1台の対応に約1時間。1日7、8台。早番、遅番は無くなり、毎日が通しになった。休日出勤も考えないと追いつけない。
愛美には
”りこーるでいそがしくなった”
”いつまでいそがしいかわからん”
”またれんらくする”
と送った。
【りこーる?】愛美はググって、車の不良、国からのお達し、修理みたいな事だと理解した。
”無理しないで、頑張ってください”
”時間が空いたら連絡ください”
と返すぐらいしかできなかった。
もう少し関係が深かったら、部屋で待っていられたのに。ご飯の支度も出来たのに。

9月の中頃。将太は姉さんと呼んでいる女性Aに会いに別の街に来ている。
毎日の様に愛美からラインが来ていたが、返信はしたりしなかったり。しても”いまかえった””おやすみ”くらい。
次の日も仕事だったが、早く帰れたので姉さんへメッセージを送った。
”いいよ”の返信で何も考えずに車を走らせた。
待ち合わせのその街の市役所駐車場。姉さんが乗り込むとラブホへ直行。
「ごはん食べた?」
「コンビニでおむすび買った」
「忙しかったの?」
「も~、大変。一ヵ月休みなしだった。」
「今日、大丈夫?」
「そっちは別。」
結局、3ラウンド。別れたのは11時過ぎ。
コンビニでコーヒーを買い、飲みながら携帯を見る。愛美からのラインをチェック。
”今日も遅くなりますか?”
”身体が心配です。”
”無理しないでください”
嬉しいが、裏切った様な後ろめたさがある。付き合っても居ないのに。
”いまからかえってねる”大きなあくびをしながら送った。
”お疲れ様でした”即、返信があった。
”おきてたのか
 あしたもしごとだろ
 はやくねなさい”と立て続けに送ってみた。
”今日もお仕事、大変でしたね”
”きょうははやくおわった ひとにあってた”と伝えなくていい事を送った。思考力が落ちてる。
……
”彼女さんですか”
【しまった、、、なんて返そう、、、】
……
(そんなもんじゃない)と送るつもりが、、、
”そんなもん”
”じやなあ”
(またれんらくする)と送るつもりが、、、
”またれ”
”らくする” と送ってしまった。
将太自身は眠いのと、さっきのあくびのせいで画面が良く見えていない。
愛美からのラインが止まった。将太は車を走らせた。

翌日、昼休み。携帯のラインチェック。

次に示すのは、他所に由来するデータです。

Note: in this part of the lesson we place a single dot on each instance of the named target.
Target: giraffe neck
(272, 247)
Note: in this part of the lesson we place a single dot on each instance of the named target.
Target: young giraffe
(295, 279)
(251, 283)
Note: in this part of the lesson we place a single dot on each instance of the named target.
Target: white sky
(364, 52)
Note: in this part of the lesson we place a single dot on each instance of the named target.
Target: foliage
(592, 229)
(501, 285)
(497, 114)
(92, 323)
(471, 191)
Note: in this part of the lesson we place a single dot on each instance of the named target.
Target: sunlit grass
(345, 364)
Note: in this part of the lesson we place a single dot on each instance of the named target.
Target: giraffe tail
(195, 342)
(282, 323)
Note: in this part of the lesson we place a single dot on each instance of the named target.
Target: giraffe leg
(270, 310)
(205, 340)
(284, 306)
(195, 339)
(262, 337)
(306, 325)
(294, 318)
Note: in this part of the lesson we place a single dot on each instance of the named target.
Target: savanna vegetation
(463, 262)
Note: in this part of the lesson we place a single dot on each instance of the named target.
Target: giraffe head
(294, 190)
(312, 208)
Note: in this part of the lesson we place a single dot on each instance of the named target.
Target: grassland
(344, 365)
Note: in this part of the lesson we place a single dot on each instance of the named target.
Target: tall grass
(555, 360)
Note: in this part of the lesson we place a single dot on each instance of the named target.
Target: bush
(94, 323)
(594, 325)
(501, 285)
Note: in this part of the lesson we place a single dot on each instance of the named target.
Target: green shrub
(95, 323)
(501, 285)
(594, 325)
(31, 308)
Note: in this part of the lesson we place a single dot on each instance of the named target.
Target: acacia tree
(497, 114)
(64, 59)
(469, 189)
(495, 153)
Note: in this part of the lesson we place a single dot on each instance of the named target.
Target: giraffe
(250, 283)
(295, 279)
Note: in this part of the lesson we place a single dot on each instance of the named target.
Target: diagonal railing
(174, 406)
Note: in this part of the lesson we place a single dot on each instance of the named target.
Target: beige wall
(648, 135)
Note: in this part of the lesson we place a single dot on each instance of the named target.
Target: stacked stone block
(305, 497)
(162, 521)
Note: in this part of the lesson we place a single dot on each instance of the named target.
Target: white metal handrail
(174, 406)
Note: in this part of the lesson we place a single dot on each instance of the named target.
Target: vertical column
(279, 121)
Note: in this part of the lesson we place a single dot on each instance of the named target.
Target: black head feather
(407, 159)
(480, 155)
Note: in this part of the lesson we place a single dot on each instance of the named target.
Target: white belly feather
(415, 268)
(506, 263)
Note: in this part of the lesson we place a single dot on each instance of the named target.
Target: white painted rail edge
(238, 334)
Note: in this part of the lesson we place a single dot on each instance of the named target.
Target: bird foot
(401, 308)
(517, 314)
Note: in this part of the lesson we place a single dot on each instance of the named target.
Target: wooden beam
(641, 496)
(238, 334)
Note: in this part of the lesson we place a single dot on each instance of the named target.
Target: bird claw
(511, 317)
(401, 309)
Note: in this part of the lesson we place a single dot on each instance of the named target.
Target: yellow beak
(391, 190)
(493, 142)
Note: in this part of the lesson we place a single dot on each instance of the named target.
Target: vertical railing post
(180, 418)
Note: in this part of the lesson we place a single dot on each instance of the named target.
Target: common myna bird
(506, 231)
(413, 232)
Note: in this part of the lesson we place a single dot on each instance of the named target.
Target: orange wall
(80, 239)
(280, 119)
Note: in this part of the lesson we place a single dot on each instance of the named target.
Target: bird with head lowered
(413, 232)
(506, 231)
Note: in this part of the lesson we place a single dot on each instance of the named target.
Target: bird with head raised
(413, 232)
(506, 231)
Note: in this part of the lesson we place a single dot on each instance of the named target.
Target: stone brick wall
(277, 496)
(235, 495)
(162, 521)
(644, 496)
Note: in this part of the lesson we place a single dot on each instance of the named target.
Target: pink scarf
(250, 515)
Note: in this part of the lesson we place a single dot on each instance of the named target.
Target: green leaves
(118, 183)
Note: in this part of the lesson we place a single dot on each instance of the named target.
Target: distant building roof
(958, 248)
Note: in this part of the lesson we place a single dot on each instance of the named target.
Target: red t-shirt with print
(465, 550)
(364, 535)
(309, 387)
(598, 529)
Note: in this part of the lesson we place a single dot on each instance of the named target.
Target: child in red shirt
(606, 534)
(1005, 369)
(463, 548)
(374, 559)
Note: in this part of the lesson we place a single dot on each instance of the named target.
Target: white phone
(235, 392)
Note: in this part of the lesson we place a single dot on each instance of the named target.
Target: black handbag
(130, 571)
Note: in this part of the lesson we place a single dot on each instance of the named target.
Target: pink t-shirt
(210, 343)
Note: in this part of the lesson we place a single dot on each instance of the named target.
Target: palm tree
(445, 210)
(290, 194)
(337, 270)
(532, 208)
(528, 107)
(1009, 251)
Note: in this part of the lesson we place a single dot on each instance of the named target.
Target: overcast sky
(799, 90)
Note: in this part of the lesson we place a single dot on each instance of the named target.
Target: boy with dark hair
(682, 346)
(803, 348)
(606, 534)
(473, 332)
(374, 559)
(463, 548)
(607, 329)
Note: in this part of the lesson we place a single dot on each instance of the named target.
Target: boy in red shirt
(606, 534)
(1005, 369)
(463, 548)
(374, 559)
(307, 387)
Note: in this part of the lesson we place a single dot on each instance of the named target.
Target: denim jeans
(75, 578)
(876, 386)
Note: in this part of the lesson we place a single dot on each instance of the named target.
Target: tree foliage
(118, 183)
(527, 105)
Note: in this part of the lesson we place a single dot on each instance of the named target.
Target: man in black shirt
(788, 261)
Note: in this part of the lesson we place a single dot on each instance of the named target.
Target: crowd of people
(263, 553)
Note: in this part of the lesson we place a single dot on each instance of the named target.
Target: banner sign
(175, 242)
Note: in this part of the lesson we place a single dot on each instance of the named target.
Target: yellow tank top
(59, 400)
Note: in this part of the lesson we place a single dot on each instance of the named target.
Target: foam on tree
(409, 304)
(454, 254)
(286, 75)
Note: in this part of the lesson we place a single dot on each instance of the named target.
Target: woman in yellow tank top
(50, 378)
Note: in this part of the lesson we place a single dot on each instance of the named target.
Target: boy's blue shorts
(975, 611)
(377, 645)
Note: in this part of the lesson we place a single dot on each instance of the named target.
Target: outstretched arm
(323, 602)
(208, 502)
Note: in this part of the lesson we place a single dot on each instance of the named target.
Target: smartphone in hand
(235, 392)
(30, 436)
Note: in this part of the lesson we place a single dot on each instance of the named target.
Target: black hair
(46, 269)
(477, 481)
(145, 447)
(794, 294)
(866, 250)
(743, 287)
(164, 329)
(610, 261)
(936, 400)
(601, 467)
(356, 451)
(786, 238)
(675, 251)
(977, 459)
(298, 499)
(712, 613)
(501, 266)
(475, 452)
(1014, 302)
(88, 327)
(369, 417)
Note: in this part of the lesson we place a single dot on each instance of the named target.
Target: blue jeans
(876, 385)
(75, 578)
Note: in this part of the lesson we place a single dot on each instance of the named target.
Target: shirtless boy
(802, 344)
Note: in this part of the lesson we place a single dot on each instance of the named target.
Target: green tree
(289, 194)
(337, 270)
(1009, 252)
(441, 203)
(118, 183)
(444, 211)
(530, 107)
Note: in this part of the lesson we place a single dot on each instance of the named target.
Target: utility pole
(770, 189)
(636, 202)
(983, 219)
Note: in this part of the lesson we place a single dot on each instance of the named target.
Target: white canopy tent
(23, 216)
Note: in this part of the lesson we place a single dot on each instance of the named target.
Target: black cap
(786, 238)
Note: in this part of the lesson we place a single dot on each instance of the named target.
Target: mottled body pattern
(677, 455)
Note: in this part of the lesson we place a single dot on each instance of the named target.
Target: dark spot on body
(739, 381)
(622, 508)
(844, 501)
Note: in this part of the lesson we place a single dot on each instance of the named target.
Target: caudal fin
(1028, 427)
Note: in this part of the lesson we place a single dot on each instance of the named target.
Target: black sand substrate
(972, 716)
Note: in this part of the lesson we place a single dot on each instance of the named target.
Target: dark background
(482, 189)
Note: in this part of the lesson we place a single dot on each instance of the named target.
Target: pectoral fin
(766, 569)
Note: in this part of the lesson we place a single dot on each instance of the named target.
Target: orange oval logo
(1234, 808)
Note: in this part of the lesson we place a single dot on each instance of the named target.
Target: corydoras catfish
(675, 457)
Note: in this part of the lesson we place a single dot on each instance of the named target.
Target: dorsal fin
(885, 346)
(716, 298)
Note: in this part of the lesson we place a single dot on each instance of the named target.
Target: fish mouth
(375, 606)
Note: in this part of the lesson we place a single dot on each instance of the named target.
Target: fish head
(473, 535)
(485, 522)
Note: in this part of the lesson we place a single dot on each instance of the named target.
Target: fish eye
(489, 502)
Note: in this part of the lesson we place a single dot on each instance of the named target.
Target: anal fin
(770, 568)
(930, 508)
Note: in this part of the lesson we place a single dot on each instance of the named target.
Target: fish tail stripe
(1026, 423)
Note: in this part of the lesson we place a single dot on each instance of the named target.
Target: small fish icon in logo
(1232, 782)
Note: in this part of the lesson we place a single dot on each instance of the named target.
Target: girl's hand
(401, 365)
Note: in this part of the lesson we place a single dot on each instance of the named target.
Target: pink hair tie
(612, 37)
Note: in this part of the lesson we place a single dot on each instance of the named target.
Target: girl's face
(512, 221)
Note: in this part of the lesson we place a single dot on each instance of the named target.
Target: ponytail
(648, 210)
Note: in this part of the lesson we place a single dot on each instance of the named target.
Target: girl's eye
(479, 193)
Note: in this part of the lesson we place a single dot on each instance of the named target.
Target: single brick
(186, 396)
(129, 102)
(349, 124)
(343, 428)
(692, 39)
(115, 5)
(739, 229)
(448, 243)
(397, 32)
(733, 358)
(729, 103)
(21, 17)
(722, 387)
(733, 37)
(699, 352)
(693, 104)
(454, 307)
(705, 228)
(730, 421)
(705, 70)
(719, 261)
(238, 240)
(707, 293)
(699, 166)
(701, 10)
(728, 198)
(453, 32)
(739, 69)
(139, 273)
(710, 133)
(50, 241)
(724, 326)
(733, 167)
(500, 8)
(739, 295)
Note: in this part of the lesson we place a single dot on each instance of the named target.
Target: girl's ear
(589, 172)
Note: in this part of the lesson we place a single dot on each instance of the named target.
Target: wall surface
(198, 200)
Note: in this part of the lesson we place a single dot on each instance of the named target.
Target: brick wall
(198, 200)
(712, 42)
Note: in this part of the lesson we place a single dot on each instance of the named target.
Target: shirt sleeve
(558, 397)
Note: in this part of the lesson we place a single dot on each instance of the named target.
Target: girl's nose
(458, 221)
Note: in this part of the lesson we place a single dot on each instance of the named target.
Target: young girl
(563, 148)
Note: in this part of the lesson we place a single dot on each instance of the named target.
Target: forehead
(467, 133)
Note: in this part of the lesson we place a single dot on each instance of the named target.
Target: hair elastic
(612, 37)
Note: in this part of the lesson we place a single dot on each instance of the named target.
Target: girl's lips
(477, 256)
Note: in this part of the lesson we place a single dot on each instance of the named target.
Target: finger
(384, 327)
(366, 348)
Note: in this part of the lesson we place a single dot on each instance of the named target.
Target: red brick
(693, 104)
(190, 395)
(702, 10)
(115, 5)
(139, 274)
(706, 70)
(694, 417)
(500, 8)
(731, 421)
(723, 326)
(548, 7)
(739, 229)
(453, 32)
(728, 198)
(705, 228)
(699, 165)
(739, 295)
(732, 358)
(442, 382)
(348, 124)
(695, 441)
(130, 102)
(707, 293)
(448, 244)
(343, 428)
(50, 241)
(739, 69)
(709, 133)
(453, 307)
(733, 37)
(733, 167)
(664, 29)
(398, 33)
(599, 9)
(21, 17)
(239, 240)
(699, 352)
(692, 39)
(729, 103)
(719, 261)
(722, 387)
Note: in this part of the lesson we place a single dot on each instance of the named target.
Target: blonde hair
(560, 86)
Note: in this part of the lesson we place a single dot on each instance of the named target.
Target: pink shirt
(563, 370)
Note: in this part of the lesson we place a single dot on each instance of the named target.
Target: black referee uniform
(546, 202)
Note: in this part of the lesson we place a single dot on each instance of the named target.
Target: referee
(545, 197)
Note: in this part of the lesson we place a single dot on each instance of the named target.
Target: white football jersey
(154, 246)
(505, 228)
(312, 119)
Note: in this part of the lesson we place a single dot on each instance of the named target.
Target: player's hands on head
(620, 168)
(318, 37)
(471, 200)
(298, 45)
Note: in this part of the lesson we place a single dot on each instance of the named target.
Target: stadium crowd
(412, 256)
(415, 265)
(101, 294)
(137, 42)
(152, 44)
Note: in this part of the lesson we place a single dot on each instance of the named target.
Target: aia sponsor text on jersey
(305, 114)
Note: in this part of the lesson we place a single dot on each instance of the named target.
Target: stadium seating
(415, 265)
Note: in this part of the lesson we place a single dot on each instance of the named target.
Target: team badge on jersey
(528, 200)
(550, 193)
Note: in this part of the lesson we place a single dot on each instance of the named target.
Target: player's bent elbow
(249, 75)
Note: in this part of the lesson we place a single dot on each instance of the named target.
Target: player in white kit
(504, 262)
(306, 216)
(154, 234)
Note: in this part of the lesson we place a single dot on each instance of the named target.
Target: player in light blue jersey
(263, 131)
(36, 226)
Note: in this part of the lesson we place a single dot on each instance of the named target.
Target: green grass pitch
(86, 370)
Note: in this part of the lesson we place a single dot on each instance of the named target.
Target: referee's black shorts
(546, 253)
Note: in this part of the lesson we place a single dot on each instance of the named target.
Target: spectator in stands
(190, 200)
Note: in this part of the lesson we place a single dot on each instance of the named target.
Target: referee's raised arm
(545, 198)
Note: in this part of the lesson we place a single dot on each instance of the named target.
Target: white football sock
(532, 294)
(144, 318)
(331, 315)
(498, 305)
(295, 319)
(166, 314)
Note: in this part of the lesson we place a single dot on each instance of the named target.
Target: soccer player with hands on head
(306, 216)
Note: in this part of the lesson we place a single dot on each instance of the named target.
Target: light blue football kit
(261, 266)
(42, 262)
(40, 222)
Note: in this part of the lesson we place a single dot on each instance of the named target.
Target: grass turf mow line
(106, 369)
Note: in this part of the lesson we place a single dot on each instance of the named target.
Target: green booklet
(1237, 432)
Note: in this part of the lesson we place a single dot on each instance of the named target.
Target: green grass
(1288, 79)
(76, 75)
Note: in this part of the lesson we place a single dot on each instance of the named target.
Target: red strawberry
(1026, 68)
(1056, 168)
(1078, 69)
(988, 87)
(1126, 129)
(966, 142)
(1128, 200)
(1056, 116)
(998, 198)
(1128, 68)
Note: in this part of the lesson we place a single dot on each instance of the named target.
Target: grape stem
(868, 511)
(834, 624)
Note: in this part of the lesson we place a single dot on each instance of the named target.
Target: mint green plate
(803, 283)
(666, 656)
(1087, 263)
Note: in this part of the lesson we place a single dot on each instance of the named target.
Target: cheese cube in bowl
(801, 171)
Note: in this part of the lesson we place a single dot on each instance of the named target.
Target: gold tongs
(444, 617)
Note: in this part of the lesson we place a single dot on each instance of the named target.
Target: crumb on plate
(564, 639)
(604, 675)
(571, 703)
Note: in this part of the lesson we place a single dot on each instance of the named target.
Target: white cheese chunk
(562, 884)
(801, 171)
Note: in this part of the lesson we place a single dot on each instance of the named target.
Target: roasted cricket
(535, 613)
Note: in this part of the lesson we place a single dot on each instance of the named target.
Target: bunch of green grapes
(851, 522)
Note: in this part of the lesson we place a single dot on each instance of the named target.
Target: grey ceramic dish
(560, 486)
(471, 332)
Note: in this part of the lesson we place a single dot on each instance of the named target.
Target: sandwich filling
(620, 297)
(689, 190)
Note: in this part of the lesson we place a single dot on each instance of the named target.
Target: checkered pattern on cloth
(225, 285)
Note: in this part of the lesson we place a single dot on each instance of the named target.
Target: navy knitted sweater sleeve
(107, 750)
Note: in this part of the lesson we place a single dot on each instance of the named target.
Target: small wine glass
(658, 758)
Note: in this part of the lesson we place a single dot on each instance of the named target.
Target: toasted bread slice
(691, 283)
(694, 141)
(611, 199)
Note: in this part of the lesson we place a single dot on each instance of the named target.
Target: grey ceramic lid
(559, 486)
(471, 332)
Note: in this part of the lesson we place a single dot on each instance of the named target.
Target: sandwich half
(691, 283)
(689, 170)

愛美からのトークを見た。

”ごめんなさい 勘違いしてました”
”そうですよね 彼女がいても当たり前ですよね”
”勝手に思い込んでました”
”迷惑だったですよね”
”ごめんなさい でもありがとうです”
”海に行ったこと。ライン 映画 デ・ジャブで会えた事 ありがとうです”
”いつかどこかであえたら”
”大丈夫です。硝子にはなりません”
”さようなら ありがとう”

時間を見たら、2:31 となっていた。
【あ~っ!。何だこりゃ!何で?、、、】
ライントークを遡ってみた。
”そんなもん”
”じやなあ”
”またれ”
”らくする”
【いやっ!、そうじゃないっ!、間違えたのか俺がっ!】
慌ててライントークを送ってみた。
『ブロックされています』
ライン電話をかけてみた。繋がらない。
【……しまった~、、、。】将太、頭を抱えてその場にしゃがみ込む。

【ガラス?、何だ?ガラスって?】

この記事が気に入ったらサポートをしてみませんか?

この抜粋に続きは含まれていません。